The Department of Health and Human Services (HHS) Office for Civil Rights (OCR) settled for the collective amount of $1,975,220 with Concentra Health Services (Concentra) and QCA Health Plan, Inc. (QCA). The settlements stem from OCR investigations in 2011 and 2012 related to each of the companies reporting a single stolen laptop; Concentra also had a laptop stolen in 2009.

In its press release, HHS stated that after further investigating Concentra it found that Concentra was aware prior to the most recent laptop theft that not all of its laptops, desktop computers, medical equipment, tablets and other devices that contained ePHI were encrypted. But despite Concentra’s discoveries as a result of risk analyses that it had conducted, it failed to remedy the critical risks and did not encrypt all of the devices. OCR also found that Concentra had insufficient security management processes. OCR’s investigation of QCA revealed that in addition to the unencrypted laptop, QCA failed to comply with numerous HIPAA privacy and security requirements for several years.

Susan McAndrew, OCR’s Deputy Director of Health Information Privacy, reiterated the significance of encryption and the obligations of covered entities and business associates to adequately secure mobile devices when she stated that OCR’s message to covered entities and business associates is simple: “encryption is your best defense against these incidents.” Ms. McAndrew’s statement is significant and a shift from the view that although security is an obligation, encryption is not required under the HIPAA Security Rule. In light of these two settlements and the Deputy Director’s commentary it is evident that OCR views encryption as an essential security safeguard for laptops, desktop computers, medical equipment, tablets and other mobile devices. In light of these two settlements and the Deputy Director’s commentary it is evident that OCR views encryption as an essential security safeguard for laptops, desktop computers, medical equipment, tablets and other mobile devices.
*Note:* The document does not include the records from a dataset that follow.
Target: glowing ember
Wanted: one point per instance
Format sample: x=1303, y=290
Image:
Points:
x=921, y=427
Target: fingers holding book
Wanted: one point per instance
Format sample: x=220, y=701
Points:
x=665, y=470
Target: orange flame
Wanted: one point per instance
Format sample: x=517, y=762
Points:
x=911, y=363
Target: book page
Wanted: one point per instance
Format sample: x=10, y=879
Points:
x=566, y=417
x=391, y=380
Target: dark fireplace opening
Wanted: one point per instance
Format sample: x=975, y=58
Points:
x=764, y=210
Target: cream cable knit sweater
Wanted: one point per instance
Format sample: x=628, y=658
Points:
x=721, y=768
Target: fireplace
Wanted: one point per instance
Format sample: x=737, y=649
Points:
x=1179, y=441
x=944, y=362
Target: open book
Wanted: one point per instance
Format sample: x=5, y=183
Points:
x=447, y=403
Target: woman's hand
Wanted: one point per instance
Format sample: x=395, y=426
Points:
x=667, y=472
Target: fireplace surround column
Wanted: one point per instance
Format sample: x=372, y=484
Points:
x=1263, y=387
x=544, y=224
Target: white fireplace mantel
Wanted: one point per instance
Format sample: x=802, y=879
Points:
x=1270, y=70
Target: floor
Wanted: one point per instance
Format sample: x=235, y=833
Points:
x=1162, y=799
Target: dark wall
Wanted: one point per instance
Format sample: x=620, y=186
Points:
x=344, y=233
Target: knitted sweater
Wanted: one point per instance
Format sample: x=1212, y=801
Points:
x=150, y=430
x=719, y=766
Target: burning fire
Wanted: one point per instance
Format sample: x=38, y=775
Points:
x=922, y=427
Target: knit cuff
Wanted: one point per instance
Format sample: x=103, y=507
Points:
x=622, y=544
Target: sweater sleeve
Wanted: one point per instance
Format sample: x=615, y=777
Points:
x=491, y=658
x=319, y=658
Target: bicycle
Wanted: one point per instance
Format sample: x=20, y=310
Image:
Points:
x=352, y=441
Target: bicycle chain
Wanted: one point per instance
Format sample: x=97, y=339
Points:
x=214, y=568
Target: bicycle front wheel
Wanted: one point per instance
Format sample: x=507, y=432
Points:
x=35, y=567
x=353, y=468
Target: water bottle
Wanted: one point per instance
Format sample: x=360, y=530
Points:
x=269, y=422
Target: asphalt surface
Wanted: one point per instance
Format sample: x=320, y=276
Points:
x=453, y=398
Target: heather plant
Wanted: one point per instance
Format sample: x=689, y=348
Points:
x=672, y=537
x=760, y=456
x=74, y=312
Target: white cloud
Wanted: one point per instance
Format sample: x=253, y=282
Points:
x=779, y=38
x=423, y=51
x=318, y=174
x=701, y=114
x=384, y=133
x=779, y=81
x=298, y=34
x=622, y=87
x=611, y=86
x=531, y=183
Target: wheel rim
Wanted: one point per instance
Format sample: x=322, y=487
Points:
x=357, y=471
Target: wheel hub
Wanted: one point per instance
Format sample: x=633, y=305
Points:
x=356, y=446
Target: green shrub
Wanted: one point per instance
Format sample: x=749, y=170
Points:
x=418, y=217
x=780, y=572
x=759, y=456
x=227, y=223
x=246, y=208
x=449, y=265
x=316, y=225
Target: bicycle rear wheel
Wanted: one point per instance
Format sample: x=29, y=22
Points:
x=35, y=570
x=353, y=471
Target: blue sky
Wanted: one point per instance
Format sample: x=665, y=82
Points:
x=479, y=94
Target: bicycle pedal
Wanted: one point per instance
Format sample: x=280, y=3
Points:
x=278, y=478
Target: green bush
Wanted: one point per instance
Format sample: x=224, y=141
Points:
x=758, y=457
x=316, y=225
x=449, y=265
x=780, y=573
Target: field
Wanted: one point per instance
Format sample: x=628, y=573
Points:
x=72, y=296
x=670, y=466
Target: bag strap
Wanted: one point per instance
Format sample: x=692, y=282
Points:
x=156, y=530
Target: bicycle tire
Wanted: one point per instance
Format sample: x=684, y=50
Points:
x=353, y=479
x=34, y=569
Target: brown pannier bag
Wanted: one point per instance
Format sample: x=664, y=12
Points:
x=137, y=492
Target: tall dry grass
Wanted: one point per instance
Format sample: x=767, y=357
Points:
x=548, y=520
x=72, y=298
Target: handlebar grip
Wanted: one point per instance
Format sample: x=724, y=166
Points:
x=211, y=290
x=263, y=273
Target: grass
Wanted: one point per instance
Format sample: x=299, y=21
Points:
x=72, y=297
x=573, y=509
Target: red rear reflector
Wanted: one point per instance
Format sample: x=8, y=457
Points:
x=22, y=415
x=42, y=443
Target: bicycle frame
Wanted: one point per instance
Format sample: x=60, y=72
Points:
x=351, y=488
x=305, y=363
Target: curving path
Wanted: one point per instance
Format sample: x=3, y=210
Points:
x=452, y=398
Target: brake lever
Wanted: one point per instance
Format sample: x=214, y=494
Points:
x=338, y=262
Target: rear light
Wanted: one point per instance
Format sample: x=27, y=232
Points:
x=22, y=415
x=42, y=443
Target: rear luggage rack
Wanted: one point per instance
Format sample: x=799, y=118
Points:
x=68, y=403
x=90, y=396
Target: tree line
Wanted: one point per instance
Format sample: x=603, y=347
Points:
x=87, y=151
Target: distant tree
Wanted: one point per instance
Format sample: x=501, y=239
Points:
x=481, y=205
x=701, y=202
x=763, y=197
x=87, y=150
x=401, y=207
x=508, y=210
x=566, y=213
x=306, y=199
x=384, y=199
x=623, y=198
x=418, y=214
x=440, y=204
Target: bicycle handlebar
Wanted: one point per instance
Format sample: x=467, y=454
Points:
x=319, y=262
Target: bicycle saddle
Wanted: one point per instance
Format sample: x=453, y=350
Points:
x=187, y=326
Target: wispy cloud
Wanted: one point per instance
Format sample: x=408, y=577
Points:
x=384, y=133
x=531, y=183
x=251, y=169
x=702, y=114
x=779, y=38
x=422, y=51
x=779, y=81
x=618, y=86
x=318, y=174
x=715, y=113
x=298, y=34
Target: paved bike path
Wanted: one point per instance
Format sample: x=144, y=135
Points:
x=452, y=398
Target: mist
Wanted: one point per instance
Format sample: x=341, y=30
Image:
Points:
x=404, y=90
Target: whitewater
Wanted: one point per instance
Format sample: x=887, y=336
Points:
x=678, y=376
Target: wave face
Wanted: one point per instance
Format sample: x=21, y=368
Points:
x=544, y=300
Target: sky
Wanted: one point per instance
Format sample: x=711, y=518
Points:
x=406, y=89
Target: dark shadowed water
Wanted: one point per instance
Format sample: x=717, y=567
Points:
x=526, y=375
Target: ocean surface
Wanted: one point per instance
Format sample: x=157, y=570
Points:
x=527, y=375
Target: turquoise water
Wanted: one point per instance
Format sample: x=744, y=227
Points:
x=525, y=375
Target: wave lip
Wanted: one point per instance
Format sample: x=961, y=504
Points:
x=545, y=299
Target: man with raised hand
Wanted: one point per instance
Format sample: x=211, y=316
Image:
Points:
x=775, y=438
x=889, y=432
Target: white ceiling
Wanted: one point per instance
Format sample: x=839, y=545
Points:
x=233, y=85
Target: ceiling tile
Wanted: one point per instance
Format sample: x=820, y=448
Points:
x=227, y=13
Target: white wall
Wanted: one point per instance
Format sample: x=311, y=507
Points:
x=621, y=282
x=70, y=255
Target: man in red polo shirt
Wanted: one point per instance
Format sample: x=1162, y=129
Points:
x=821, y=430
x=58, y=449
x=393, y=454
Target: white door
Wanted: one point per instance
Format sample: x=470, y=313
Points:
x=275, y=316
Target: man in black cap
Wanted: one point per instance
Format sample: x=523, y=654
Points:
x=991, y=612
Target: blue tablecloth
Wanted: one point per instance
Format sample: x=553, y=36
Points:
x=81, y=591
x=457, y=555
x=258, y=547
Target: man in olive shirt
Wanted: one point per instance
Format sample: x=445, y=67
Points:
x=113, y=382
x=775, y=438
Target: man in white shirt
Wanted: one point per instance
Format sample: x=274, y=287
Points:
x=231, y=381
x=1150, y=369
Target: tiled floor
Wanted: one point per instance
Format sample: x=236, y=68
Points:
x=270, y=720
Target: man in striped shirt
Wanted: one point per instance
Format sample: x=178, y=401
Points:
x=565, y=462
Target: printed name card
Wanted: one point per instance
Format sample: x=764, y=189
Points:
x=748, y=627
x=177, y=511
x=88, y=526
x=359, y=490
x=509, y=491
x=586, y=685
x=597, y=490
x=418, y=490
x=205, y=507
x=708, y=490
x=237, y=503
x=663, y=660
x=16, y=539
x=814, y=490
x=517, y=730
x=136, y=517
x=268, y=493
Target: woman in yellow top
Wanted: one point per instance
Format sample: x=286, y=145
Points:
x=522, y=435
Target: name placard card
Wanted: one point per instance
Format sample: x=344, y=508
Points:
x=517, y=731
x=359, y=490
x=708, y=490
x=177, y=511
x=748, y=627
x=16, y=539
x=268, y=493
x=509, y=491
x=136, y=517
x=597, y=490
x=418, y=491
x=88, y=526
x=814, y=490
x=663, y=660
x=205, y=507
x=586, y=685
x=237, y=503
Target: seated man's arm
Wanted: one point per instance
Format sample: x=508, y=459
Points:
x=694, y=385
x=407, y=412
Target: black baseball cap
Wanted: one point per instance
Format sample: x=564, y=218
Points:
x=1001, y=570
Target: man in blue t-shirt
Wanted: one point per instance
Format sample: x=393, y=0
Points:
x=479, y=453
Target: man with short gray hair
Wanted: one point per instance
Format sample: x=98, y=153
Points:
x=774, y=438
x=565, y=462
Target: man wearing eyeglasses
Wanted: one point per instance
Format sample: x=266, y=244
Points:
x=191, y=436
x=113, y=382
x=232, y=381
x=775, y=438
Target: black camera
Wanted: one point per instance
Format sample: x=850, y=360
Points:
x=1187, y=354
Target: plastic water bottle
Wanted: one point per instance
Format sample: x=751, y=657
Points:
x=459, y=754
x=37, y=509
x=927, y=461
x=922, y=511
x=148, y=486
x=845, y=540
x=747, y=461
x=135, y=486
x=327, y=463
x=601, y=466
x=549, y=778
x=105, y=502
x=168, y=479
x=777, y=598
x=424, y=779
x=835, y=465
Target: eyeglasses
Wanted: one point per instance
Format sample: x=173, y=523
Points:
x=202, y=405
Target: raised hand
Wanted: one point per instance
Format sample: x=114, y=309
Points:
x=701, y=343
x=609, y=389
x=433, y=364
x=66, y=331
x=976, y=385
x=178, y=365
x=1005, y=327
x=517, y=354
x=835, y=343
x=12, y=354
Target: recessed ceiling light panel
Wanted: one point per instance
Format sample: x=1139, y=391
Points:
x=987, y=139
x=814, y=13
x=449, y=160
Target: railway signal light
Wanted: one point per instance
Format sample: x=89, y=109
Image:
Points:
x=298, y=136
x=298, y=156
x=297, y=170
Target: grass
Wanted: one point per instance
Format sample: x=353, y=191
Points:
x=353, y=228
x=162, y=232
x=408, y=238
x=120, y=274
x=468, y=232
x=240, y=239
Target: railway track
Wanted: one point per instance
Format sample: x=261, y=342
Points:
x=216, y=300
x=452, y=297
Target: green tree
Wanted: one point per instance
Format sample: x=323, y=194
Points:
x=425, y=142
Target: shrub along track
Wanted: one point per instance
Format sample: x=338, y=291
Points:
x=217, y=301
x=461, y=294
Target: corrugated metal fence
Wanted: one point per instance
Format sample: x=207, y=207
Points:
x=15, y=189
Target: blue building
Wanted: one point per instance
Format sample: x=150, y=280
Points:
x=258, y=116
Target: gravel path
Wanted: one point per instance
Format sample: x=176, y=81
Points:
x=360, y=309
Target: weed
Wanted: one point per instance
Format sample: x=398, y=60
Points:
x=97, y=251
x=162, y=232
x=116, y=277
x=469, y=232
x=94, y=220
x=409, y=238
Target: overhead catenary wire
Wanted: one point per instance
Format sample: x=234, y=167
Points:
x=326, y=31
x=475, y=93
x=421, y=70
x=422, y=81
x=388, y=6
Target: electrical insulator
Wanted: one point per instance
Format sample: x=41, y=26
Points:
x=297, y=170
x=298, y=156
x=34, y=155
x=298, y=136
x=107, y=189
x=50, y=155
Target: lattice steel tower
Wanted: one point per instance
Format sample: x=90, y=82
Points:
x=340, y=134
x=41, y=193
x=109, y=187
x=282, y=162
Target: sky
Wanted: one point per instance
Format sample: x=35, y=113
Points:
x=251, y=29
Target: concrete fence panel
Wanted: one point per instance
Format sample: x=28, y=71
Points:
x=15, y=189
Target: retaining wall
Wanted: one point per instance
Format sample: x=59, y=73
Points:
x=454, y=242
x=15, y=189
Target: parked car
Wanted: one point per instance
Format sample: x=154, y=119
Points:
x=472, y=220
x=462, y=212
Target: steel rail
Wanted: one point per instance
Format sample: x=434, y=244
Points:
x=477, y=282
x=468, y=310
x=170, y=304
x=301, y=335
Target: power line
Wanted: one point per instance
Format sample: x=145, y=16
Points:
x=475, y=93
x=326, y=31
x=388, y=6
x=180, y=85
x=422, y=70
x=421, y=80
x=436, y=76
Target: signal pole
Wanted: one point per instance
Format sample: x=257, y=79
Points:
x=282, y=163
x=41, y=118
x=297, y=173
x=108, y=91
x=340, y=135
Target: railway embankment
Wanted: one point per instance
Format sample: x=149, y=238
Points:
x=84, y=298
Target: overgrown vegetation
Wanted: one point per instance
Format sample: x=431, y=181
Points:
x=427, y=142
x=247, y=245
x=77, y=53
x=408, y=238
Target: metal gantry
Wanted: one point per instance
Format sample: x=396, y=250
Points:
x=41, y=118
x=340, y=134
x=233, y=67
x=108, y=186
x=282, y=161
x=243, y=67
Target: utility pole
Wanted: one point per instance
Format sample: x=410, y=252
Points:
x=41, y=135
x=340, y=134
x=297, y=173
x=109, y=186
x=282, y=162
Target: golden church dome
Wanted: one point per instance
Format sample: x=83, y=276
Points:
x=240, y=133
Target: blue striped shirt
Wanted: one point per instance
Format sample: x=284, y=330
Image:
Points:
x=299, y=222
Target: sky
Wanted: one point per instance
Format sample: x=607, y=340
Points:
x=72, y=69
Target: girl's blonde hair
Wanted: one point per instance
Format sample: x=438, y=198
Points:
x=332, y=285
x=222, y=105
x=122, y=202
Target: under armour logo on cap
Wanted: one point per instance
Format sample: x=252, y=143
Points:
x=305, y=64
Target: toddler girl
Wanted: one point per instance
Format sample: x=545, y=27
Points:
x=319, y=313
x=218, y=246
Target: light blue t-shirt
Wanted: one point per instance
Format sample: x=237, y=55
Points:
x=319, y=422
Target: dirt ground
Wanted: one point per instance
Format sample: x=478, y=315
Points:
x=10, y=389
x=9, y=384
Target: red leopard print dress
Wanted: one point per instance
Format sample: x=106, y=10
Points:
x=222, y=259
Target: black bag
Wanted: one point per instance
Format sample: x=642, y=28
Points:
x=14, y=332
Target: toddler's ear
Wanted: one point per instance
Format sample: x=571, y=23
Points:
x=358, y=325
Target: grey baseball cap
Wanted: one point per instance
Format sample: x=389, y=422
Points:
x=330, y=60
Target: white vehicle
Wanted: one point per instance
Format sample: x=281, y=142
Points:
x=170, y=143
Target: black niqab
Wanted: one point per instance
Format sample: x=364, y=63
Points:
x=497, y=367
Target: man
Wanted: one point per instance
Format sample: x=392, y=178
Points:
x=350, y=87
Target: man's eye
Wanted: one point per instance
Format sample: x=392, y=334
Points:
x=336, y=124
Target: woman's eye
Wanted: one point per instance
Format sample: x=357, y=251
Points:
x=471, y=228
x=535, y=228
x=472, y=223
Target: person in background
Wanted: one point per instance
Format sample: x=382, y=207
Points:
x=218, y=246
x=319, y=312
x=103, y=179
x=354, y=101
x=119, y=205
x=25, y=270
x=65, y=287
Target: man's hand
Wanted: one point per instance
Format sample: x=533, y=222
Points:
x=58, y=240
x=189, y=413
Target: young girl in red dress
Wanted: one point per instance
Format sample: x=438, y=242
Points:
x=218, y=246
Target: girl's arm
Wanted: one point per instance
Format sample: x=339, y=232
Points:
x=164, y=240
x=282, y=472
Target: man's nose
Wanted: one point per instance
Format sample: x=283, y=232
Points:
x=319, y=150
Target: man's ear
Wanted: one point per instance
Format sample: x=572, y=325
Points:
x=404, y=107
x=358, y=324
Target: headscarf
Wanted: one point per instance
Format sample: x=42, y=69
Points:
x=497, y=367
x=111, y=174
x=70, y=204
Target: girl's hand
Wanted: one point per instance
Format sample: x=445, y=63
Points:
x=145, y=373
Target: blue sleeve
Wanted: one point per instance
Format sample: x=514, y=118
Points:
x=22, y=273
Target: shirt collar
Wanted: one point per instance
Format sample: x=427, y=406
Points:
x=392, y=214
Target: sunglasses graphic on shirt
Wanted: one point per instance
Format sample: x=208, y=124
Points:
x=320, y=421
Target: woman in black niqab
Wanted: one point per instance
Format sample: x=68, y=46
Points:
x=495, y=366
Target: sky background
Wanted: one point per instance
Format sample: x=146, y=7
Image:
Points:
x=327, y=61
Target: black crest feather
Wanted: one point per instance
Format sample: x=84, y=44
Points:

Concentra has agreed to pay HHS a monetary settlement of $1,725,220 and QCA has agreed to pay $250,000. Both entities have also agreed to each undertake a corrective action plan (CAP),  which CAPs include risk analyses, development of risk management plans, policy and procedure revisions, staff training and certification of staff training. Concentra’s CAP contains more onerous requirements, including the continued submission of additional documents, reports and encryption status updates to HHS. Concentra’s CAP may be more extensive than QCA’s because it already had a laptop that contained ePHI stolen in 2009 and because it failed to remedy the encryption issue it discovered during the risk analyses it performed prior to the second laptop being stolen. OCR also noted that QCA did encrypt its devices after the laptop was stolen and it discovered the breach.

For more information about the settlements and the CAPs, see the Concentra Resolution Agreement and the QCA Resolution Agreement.

Practice Tip: Audit your encryption policies and practices for all mobile devices to adequately secure your company’s mobile devices.